For instance, during the 2020–2021 bull run, global M2 surged as governments unleashed massive stimulus packages to counter the COVID-19 economic fallout. Bitcoin, after a brief lag, skyrocketed from $10,000 to nearly $69,000 by November 2021. Conversely, when liquidity growth reversed in 2022, Bitcoin entered a bear market, bottoming out around $16,000.
The Year-on-Year Δ
While the M2 chart provides a reliable macro view, it has limitations. Its long-term trend is “up and to the right”, reflecting the relentless growth of money supply in modern economies. This aligns with Bitcoin’s long-term bullish trend but obscures shorter-term fluctuations. To address this, we can refine our approach by examining the year-on-year Δ in M2 (the percentage change in money supply over the past 12 months), to highlight whether liquidity is accelerating or decelerating.

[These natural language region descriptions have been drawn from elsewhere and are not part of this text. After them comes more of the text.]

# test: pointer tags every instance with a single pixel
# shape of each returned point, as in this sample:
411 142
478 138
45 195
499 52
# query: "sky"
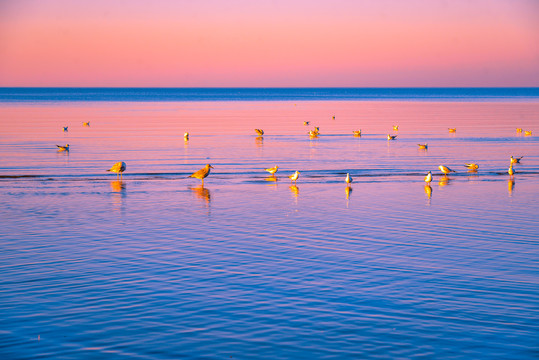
279 43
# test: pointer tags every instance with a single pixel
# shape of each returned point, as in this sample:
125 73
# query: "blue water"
264 94
251 267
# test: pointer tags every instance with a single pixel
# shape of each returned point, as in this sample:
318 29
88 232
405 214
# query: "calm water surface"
158 267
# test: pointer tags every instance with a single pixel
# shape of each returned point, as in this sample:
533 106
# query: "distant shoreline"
153 94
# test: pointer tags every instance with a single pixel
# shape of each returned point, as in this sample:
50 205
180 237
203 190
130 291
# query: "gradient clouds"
269 43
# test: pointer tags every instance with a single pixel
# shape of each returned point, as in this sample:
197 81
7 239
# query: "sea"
155 265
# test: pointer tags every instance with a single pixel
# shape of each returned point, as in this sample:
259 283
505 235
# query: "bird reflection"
444 180
118 189
348 190
510 186
202 193
295 191
428 191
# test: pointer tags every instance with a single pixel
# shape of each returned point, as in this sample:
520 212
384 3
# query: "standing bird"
445 169
515 160
202 173
118 168
348 179
272 170
294 177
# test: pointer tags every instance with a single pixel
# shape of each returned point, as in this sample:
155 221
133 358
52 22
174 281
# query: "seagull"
202 173
348 179
272 170
294 177
118 168
428 190
515 160
445 169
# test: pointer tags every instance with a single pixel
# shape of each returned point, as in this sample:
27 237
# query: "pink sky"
183 43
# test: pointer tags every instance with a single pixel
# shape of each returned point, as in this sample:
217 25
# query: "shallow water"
158 267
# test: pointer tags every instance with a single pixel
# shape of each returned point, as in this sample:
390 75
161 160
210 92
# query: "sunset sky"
186 43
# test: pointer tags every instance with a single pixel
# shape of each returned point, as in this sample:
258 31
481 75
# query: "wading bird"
202 173
272 170
445 169
294 177
118 168
348 179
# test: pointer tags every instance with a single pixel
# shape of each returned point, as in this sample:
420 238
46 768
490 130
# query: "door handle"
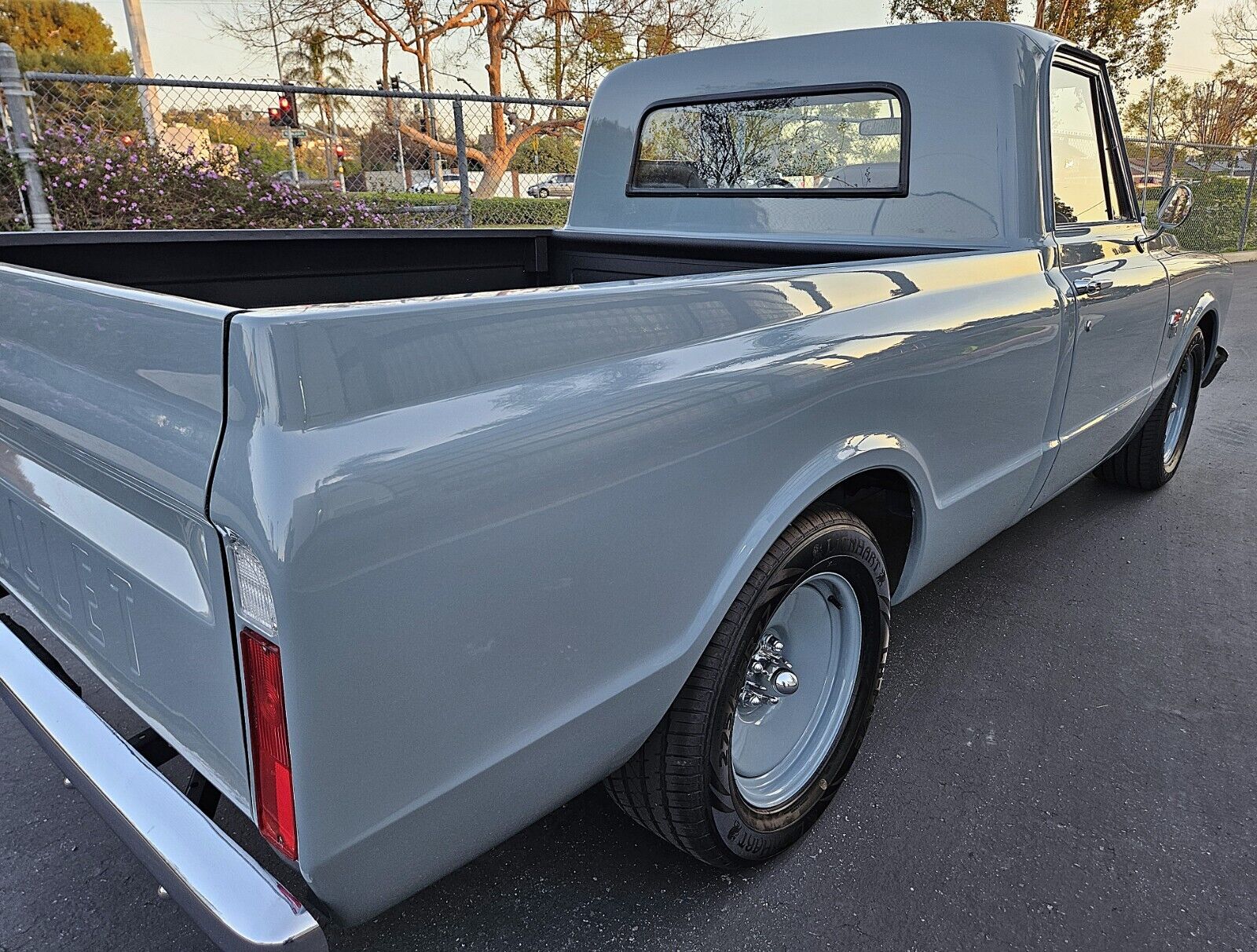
1091 285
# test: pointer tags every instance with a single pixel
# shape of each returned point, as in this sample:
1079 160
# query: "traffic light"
284 115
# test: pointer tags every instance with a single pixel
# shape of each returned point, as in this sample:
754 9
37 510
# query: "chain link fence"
1222 180
116 152
90 152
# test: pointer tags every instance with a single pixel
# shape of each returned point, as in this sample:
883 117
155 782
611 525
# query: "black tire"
679 785
1142 463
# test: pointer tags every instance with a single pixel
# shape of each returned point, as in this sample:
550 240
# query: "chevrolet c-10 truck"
401 539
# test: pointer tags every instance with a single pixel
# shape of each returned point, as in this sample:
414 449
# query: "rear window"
848 142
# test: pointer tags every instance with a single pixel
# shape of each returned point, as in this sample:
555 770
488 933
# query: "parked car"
557 185
427 184
517 510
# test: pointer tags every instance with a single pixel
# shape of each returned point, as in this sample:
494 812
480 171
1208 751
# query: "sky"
184 40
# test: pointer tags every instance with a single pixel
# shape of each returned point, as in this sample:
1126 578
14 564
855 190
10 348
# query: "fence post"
1248 201
23 140
462 144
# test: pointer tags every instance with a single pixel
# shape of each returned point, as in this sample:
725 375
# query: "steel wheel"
1179 404
798 691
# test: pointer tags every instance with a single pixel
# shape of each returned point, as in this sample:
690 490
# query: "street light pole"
144 68
1148 151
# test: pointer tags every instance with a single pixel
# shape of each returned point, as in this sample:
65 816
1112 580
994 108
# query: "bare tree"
1134 34
527 46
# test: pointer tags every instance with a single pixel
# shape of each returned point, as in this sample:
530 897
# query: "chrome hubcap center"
768 677
790 710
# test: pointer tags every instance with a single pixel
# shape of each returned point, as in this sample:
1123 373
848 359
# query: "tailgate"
111 408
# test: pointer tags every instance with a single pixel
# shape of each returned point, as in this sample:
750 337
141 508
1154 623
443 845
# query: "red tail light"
268 730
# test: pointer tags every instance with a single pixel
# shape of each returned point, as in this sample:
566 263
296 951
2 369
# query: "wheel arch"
873 476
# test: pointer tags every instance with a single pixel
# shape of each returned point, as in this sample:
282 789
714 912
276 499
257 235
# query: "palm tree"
318 62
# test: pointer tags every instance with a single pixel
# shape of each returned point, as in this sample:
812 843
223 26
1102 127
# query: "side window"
1080 180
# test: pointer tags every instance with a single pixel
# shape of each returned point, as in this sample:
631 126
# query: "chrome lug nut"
786 683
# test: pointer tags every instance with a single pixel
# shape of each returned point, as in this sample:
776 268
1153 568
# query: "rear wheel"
770 721
1153 454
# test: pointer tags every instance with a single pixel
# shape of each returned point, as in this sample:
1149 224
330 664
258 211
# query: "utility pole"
280 75
1148 151
144 68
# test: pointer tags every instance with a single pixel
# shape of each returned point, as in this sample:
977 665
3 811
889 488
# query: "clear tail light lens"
268 730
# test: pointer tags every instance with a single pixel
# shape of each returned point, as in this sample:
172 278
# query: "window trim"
1109 142
899 191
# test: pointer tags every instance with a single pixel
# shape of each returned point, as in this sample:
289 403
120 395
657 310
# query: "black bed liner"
268 268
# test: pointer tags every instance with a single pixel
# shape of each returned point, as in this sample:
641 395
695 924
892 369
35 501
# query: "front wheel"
1153 454
770 721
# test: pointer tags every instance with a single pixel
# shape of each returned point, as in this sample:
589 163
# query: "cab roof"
973 93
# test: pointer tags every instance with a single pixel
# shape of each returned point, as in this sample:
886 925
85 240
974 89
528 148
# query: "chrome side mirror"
1172 210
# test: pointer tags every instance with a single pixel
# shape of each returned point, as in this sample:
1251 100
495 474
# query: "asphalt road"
1062 757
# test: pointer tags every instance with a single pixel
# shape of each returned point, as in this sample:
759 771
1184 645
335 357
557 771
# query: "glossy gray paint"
111 407
972 90
385 459
616 457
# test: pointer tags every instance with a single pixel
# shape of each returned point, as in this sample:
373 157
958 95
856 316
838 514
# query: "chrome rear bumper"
230 897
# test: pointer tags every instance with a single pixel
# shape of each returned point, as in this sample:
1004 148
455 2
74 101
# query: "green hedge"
486 213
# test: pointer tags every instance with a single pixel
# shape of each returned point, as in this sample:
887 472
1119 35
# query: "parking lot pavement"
1062 757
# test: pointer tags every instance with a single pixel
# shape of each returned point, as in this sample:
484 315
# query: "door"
1119 293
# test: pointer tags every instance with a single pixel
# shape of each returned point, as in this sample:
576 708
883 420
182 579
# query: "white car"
427 184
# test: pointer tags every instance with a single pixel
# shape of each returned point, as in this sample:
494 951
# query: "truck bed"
284 268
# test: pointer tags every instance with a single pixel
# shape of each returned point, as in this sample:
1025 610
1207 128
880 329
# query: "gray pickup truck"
401 539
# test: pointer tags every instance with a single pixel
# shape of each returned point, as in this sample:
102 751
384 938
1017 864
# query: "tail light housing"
268 731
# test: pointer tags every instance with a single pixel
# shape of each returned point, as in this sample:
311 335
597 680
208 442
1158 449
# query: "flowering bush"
94 181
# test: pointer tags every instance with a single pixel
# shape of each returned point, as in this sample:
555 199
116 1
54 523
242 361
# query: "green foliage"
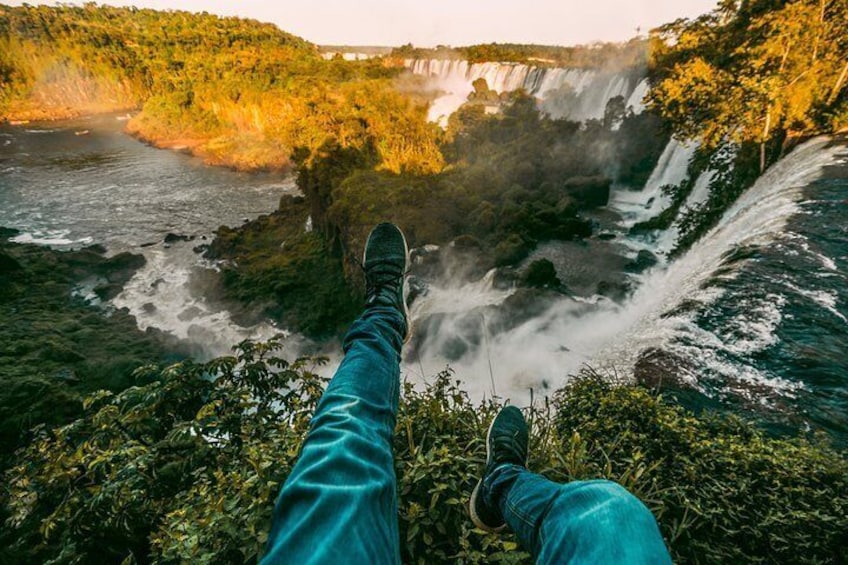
541 273
513 179
273 263
186 468
753 71
55 348
612 56
726 493
236 92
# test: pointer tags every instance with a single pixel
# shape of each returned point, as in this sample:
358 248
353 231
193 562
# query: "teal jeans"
339 504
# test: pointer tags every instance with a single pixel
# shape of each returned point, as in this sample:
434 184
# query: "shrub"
186 468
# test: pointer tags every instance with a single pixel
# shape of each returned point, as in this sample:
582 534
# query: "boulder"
644 260
173 238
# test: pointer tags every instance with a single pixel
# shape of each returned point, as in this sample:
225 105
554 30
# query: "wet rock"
541 274
589 191
66 375
58 352
644 260
8 264
506 278
6 233
189 314
615 290
173 238
122 266
108 291
573 228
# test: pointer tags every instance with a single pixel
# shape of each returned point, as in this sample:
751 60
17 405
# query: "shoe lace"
377 279
508 448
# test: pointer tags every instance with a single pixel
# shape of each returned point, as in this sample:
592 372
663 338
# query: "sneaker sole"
472 503
405 285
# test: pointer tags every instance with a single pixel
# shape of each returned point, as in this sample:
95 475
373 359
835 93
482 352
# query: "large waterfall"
577 94
739 314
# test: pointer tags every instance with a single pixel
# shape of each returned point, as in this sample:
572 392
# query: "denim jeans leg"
339 504
579 522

Key Observations from the M2 YoY Δ
Cycle Peaks and Liquidity Booms: Historical data shows that Bitcoin’s bull market peaks often coincide with rapid increases in M2 year-on-year growth, as seen in 2017 and 2021.
Bear Market Bottoms: Contractions in liquidity, like the one in 2022, signal potential market bottoms, as reduced capital flow starves risk assets like Bitcoin.
Current Trend: With M2 growth at 8% year-on-year, liquidity is expanding steadily, indicating Bitcoin is not yet at a cycle peak but may be gearing up for one.
The Liquidity Correlation Index
Let’s take this a step deeper. Introducing a custom metric: the Liquidity Correlation Index (or LCI), which measures how closely Bitcoin’s year-on-year price growth aligns with M2 liquidity growth over a 3 month window. When the LCI is high (displayed as light grey), Bitcoin and liquidity YoY are moving in lockstep. However, when the LCI dips and flashes a bright teal colour, it signals a divergence — either Bitcoin outpacing liquidity or vice versa.